First, the good points. According to Israeli entrepreneurial firm YL Ventures, serverless computing is the next phase of infrastructure as a service in which runtimes and operational management functions become the focus of virtualization. This is why it is sometimes called function as service, since it allows users to execute a given task without worrying about provisioning servers, virtual machines or any other underlying compute resources. The key advantages are improved agility and scalability, as well as more accurate cost/consumption models and even improved security, particularly against DDoS attacks. (For a new method of fighting DDoS attacks, see Will Blockchain Technology Make DDoS Attacks Obsolete?)
For these reasons, the firm says, serverless has the potential to revolutionize the way complex software is developed, deployed and managed, which in turn will alter the way the enterprise creates and supports key applications for an increasingly service-driven economy. Emerging initiatives like DevOps and the internet of things, in fact, will likely get a significant boost in terms of both functionality and cost-savings through serverless computing.
One of the leading champions of serverless, in fact, is Netflix. With more than 100 million subscribers streaming data-heavy video content, the company recently completed the migration of its content delivery platform to the cloud. It is now using the AWS Lambda service for media files, backup, instance deployments and to support monitoring software. Sure, the company could house all of this on internal infrastructure, but the capital costs alone would be astronomical, not to mention the army of technicians needed to maintain anything close to operational efficiency.
Donna Malayeri, program manager for Microsoft’s Azure Functions, also notes that the latest iterations of serverless technology remove a number of key obstacles that had hampered adoption at the outset. These include more robust support for debugging and monitoring, as well as support for local virtual machines that allows enterprises to embrace on-premises development experiences, a must-have for companies building private and hybrid clouds. With serverless, all the enterprise needs to worry about is its code and how it is triggered; the underlying platform takes care of all the rest.
Still, says Tech Republic’s Matt Asay, not all of the drawbacks to serverless computing have been resolved. For one thing, the technology makes it easier than ever to create code, host it on a serverless resource and then forget about it. This, in turn, leads to unnecessary resource consumption and expanded attack vectors that can be exploited to insert malicious code into the enterprise data environment. At the same time, serverless has the potential to increase dependency on a single provider as it becomes easier to launch new code on the same platform that supports existing code. In both of these cases, however, it is important to note that the problems do not reside on the serverless solution itself, but in the way the enterprise chooses to manage it.
In addition to both the positive and negative aspects of serverless computing, there are still a lot of unknowns as to exactly how it will integrate into the overall data ecosystem. According to game developer Michael Churchman, the use cases for serverless are still largely undefined and seem mainly confined to high-volume backend processes and real-time data streaming. These are important functions, but they represent only a tiny portion of the full enterprise workload.

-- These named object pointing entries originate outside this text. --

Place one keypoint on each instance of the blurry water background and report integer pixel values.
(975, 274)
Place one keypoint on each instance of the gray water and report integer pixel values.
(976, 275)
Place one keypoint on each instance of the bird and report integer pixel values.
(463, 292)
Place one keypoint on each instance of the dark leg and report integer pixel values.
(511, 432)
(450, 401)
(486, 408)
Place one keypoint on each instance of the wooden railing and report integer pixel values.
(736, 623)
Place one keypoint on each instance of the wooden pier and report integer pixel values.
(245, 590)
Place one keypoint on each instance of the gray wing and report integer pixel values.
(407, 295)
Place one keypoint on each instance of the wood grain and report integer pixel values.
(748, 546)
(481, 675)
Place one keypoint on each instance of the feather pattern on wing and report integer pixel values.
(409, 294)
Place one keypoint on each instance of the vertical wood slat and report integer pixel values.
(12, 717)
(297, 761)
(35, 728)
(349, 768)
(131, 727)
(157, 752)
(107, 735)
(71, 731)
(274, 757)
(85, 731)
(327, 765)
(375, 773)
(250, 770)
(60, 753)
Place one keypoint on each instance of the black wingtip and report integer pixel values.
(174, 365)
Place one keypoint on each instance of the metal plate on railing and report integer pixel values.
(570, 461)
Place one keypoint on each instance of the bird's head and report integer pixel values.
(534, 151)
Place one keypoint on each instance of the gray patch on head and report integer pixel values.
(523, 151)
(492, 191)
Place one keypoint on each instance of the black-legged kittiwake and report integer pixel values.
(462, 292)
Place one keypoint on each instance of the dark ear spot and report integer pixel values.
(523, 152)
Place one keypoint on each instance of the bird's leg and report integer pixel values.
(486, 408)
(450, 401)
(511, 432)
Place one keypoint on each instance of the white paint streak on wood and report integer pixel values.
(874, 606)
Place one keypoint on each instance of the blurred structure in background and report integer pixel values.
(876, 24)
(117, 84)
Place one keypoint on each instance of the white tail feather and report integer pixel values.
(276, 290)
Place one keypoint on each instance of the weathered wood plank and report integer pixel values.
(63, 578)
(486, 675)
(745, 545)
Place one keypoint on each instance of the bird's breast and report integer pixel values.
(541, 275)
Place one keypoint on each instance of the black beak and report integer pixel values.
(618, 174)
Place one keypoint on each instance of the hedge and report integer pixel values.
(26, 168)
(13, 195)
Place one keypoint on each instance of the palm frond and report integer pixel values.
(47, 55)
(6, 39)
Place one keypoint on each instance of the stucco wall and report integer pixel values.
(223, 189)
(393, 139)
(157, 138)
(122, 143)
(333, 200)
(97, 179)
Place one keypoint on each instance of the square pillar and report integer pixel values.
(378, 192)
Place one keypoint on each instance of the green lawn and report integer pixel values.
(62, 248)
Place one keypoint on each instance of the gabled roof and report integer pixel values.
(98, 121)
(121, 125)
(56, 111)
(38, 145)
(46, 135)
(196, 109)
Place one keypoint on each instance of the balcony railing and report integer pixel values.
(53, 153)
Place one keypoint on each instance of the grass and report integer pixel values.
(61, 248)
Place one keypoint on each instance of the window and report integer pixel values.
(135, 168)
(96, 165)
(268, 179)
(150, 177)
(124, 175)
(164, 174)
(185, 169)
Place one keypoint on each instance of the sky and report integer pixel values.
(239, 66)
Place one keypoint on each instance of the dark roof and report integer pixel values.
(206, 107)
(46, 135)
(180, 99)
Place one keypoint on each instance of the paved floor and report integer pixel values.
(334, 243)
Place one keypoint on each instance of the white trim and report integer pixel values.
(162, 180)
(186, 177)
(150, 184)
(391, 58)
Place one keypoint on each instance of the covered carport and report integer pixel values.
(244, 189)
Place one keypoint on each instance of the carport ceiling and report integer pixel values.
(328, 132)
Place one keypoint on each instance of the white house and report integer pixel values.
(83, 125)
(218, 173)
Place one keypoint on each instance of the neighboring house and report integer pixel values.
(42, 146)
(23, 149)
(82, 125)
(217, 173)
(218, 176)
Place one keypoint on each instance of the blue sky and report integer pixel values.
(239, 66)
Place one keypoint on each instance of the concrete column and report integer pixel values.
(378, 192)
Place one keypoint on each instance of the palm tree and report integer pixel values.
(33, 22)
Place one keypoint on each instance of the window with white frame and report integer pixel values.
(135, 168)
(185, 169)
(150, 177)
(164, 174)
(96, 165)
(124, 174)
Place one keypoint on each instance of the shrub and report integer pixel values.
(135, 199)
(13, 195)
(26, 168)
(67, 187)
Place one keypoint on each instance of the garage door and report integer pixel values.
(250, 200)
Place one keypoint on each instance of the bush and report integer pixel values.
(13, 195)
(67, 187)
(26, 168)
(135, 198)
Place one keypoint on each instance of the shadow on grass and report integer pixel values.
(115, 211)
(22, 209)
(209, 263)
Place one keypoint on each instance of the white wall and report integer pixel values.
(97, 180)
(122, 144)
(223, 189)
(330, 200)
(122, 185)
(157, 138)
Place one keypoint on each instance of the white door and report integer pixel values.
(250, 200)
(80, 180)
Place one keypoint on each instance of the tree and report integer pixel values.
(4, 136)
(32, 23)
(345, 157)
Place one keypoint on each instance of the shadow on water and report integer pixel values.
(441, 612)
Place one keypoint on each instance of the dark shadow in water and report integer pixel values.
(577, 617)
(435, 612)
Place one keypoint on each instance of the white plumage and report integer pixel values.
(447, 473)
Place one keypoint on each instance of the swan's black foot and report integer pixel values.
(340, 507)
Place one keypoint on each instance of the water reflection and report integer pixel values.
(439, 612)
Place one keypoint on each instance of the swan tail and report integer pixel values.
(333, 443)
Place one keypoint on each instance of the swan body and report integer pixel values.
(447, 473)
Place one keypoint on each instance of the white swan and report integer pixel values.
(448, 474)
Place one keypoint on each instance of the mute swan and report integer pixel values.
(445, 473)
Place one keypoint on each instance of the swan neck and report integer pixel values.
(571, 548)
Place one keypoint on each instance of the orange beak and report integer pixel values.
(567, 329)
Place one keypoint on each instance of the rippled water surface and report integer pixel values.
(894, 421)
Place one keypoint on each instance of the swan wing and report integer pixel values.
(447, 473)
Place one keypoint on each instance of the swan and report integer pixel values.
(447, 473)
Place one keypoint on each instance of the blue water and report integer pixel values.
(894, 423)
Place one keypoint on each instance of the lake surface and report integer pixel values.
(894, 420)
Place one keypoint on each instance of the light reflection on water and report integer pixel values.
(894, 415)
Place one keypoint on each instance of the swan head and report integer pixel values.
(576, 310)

Another big question is whether serverless should integrate with or replace legacy infrastructure. The temptation will be to utilize the resources that cost the least and provide the highest level of performance. But determining that on a case-by-case basis can be difficult, particularly when the services being supported start interacting with each other in novel and unpredictable ways.
As a third-party solution, serverless also runs into the same challenges regarding application and service performance. An SLA is fine for spelling out the remedies for lost or diminished service, but they cannot guarantee uptime. When deciding whether or not to go serverless for any given application, make sure to carefully assess the real-world consequences of downtime.
The relationship between other emerging technologies, namely containers, and serverless computing is also largely unknown. Many people feel that serverless represents the end of containers before they even make substantial headway into the enterprise data environment. Churchman argues, however, that serverless and containers actually complement each other, with serverless resources acting as an external service that does not necessarily need to be closely integrated into the application’s main container ecosystem.
As with any emerging technology, the enterprise should embrace serverless with a degree of caution and a clear idea of what it hopes to gain from this new environment. Only through careful and well-planned adoption will organizations be able to reduce the risk of entrusting key functions to a still-developing third-party data solution while at the same time enhancing the rewards of a new, more agile operating environment.